The `ClientBuffer` (the staging buffer used for SSD reads) is registered with io_uring as a **fixed buffer** via `io_uring_register_buffers`. When a read destination falls within the registered region, the backend uses `io_uring_prep_read_fixed` instead of `io_uring_prep_read`, which avoids a per-I/O `mmap`/`munmap` in the kernel and reduces system-call overhead.

Buffer registration is global but applied **lazily per thread**: `g_buf` stores the base address and length atomically; each thread-local ring calls `ensure_buf_registered()` on its first I/O and registers the buffer independently. This avoids a global barrier at startup.

To prevent `io_uring`'s `FOLL_LONGTERM` page pinning from failing on systems with Transparent Huge Pages (THP) enabled, `MADV_NOHUGEPAGE` is applied to the buffer region before registration. This forces the kernel to back the range with 4 KB pages, making long-term pinning reliable regardless of system THP policy.

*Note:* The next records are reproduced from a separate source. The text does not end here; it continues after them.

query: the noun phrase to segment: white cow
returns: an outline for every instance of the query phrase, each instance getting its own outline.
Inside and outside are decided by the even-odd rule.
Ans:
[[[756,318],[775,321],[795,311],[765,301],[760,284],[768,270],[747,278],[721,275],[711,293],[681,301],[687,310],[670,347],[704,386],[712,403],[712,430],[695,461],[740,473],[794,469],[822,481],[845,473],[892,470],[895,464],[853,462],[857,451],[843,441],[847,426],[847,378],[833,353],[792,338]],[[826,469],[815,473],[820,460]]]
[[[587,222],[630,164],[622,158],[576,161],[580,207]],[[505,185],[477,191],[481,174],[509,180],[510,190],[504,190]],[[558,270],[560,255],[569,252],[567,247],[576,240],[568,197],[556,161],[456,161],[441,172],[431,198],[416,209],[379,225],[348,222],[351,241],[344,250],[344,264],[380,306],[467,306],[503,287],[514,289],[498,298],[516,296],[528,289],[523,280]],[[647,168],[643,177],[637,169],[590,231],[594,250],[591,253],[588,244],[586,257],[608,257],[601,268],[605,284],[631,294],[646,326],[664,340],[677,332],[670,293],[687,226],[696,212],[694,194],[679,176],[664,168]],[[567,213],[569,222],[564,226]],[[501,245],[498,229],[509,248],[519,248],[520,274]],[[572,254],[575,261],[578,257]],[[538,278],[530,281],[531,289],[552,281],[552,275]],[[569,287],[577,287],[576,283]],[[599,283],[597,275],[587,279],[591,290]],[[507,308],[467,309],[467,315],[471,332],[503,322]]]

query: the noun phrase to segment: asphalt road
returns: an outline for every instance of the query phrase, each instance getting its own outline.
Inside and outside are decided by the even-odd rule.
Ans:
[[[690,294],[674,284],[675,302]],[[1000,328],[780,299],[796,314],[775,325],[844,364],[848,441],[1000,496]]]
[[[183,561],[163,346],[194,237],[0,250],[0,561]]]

### O_DIRECT and alignment

`UringFile` supports an optional `O_DIRECT` mode. When enabled:

- All file descriptors are opened with `O_DIRECT`.
- Buffers, lengths, and offsets must be aligned to 4 KB (`ALIGNMENT_ = 4096`).
- For unaligned writes (e.g., metadata serialized into a `std::string`), the backend allocates a temporary aligned bounce buffer via `posix_memalign`, copies the data, performs the aligned write, and frees the bounce buffer.
- `read_aligned` and `write_aligned` are the primary I/O paths; they assert alignment constraints and delegate directly to the ring.

### I/O operations

| Method | Description |
|--------|-------------|
| `read` / `write` | Contiguous read or write, chunked into up to `QUEUE_DEPTH` SQEs per submission |
| `read_aligned` / `write_aligned` | Same as above but with alignment preconditions for O_DIRECT |
| `batch_read` | Submits multiple independent reads (different offsets) in batches of up to `QUEUE_DEPTH`, maximizing NVMe queue utilization |
| `vector_read` / `vector_write` | Scatter/gather I/O: one SQE per `iovec`, submitted in batches |
| `datasync` | Issues `IORING_FSYNC_DATASYNC` and waits for completion |

### Integration with storage backends

- **BucketStorageBackend**: uses `UringFile` for both bucket data files and metadata files when `use_uring_` is set. A file-handle cache (`file_cache_`) avoids repeated `open`/`close` for hot buckets. On eviction, the cache entry is explicitly removed before the file is deleted to prevent stale handles.
- **OffsetAllocatorStorageBackend**: opens the single pre-allocated data file with `O_DIRECT` and `UringFile`, and uses `GetFileInstance()` to expose the file handle for external buffer registration.
- **StorageBackendAdaptor** (FilePerKey): uses `UringFile` for reads when `use_uring_` is set; writes use POSIX paths.

## Metadata Recovery on Restart

On startup, `FileStorage::Init` calls `StorageBackend::ScanMeta`, which reads all on-disk metadata and invokes a callback for each discovered object. The callback calls `MasterClient::NotifyOffloadSuccess` to re-register the objects with the master. This restores the full disk-replica view without any application-level intervention.